Speaking over chants of "RGB has got to to go!" from dozens of angry tenants in the audience at The Great Hall auditorium, the board voted to increase the rent on one-year lease extensions by 4 percent, and on two-year lease renewals by 7.75 percent.

The approved jump, which takes effect Oct. 1, is nearly double last year's permitted increases of 2 percent for one-year leases and 4 percent on two-year rentals.

Diane Felix, 45, who has lived in her $1,025 a month rent-stabilized apartment in Washington Heights for 19 years, said she is currently putting two children through college and doesn't know if she can afford the increase.

"I can barely pay my rent now," said Felix, who works in a kitchen and makes a little more than minimum wage. "Now I pay half one bill so I can pay the other."

Felix said expenses like groceries keep increasing as well, making it hard to make ends meet in the city.

"When I go to the market I get two or three bags, it's 80 dollars," she said. "I just want to cry."

But some building owners who attended the meeting complained that tenants often abuse the system.

"You get people who move in and then don’t pay rent," said Tom Diana, who owns a building in Park Slope. "It forces us to push the apartments out of rent control."

Members of the board blamed elected officials for the increased rents, arguing they provide too little resources for struggling renters.

"This is a difficult task that impacts a very diverse group of households scattered throughout the city," board chairman Jonathan Kimmel said just before the vote.

"Our decision is a blunt instrument and cannot be used to solve these issues — issues that need more precise solutions…real solutions lie with the Legislature.
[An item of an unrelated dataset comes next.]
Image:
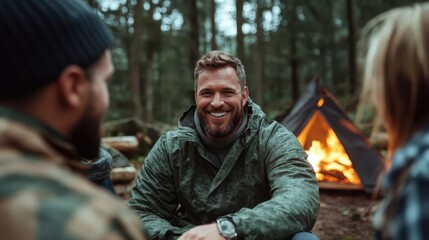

They know how to fix these problems but instead they place the fault at our feet."

Kimmel said the state should provide more subsidies for "tenants in need" and that the city should consider reducing costs to building owners.

Legislators immediately fired back.

“Find me a senior whose Social Security was increased by half as much this year, or any person for that matter whose salary was increased by that much, and then I'll call this increase fair,” said Assemblywoman Linda Rosenthal in a statement. 

"Despite its mission to achieve balance in its rent calculations, the RGB has proven once again today that its goal is to continue to enrich already-wealthy landlords at the expense of tenants.”